Após suspeita de fraude, Justiça suspende contrato de PPP da luz em São Paulo

Vazamento de áudios do departamento de iluminação da Prefeitura desencadeou investigação


O juiz Alberto Alonso Muñoz, da 13ª Vara da Fazenda Pública, suspendeu o contratado da PPP (parceria público-privada) da iluminação da cidade de São Paulo. O contrato é de R$ 7 bilhões e terá validade de 20 anos. Cabe recurso.

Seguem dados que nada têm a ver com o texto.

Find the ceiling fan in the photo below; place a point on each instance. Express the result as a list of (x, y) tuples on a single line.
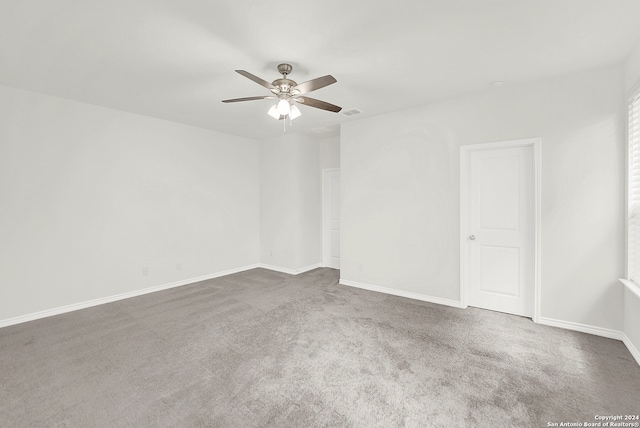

A liminar foi concedida em ação popular em decorrência dos áudios envolvendo a ex-diretora do Ilume (Departamento de Iluminação Pública) Denise Abreu. Ela foi demitida do cargo ainda na gestão João Doria (PSDB).

A Prefeitura de São Paulo também suspendeu a licitação e restringiu o objeto do contrato apenas para a manutenção do serviço de iluminação. De acordo com Muñoz, a medida é insuficiente.

“A prova que se tem até agora, decorrente dos áudios noticiados pela imprensa, é grave e leva, a crer que, mediante repasse de pagamentos a servidores da Municipalidade, a ré [consórcio FM Rodrigues] teria logrado consagrar-se vencedora do certame”, escreveu o juiz.

Para Muñoz, a manutenção do contrato viola “frontalmente os princípios da legalidade (eis que, aparentemente ao menos, o certame não teria obedecido à efetiva liberdade de concorrência da licitação entre as melhores propostas apresentadas, ferindo a própria letra da Lei n. 8.666/93), impessoalidade, moralidade e eficiência, que presidem o funcionamento da Administração Pública (art. 37, caput, da CF/88)”.

Os áudios

Divulgados no dia 21 de março, os áudios foram gravados por uma ex-funcionária do Ilumine, Cristina Chaud Carvalho, no segundo semestre do ano passado. As gravações mostram Denise Abreu declarando preferência pelo consórcio FM Rodriques/Consladel, que viria a vencer a disputa pelo contrato bilionário no início deste ano, graças à desabilitação do consórcio adversário, o Walks – formado pelas empresas Quaatro Participações, a WPR (subsidiária do grupo WTorre) e a KS Brasil Led Holdings.

A justificativa para desabilitaçãõ do Walks foi o fato de a Quaatro ser dona da empresa Alumini, que foi declarada inidônea em março do ano passado, porque teve seu nome envolvido na Lava Jato e entrou em recuperação judicial. Alumini é o novo nome da antiga Alusa, que teve contratos suspensos com a Petrobras.

Até meados do ano passado, a Alusa (já rebatizada de Alumini) tinha uma parceria com a FM Rodrigues na prestação do contrato de gestão da iluminalção pública da cidade de São Paulo. Quando a Alumini foi declarada inidônea, a FM, então, seguiu prestando sozinha o contrato da gestão da luz anterior e ainda ganhou um novo contrato emergencial, firmado em outubro do ano passado, para permanecer no serviço até que a licitação da PPP fosse concluída.